A major international trade union confederation has told the World Trade Organisation that, in its view, the trade body has learned nothing from the defeat of attempts to launch a new, comprehensive round of trade talks at its last ministerial conference in Seattle in November 1999.

In a statement to the WTO's General Council, meeting in Geneva on May 3 to discuss preparations for the next ministerial meeting in Qatar in November, the International Confederation of Free Trade Unions said "little of substance has changed since Seattle to indicate that any of the underlying reasons for the failure of the 3rd WTO Conference have changed. Governments and their trade negotiators must heed the lessons of Seattle if they are to regain public confidence in the multilateral trading system."

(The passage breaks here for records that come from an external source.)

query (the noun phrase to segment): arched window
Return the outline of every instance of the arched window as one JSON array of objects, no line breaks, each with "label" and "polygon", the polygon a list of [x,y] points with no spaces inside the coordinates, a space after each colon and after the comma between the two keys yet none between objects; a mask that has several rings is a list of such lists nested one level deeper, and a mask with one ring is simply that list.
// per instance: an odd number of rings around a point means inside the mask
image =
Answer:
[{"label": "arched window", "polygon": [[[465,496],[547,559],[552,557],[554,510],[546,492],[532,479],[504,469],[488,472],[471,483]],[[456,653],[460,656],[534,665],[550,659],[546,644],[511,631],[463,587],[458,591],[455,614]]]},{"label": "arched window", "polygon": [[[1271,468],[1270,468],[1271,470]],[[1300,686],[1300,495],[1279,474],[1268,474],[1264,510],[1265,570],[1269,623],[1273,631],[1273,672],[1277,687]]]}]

"Seattle was a watershed in the short lifetime of the WTO, marking a crisis in the legitimacy of the multilateral trading system", concluded its general secretary, Bill Jordan. "Failing to heed its message can only reduce the WTO's credibility and legitimacy among the general public, and intensify the backlash against globalisation."

The union federation is especially concerned that the General Agreement on Trade in Services will take from governments the right to keep education, health, water and postal services within the public sector.

The ICFTU does not oppose the WTO, its "free trade" agenda or a planned new round of trade talks outright, as do most people's movements worldwide, instead calling simply for the incorporation of certain labour rights standards into existing and future WTO agreements.

Nevertheless, its criticism of GATS will increase public pressure on the major trading powers.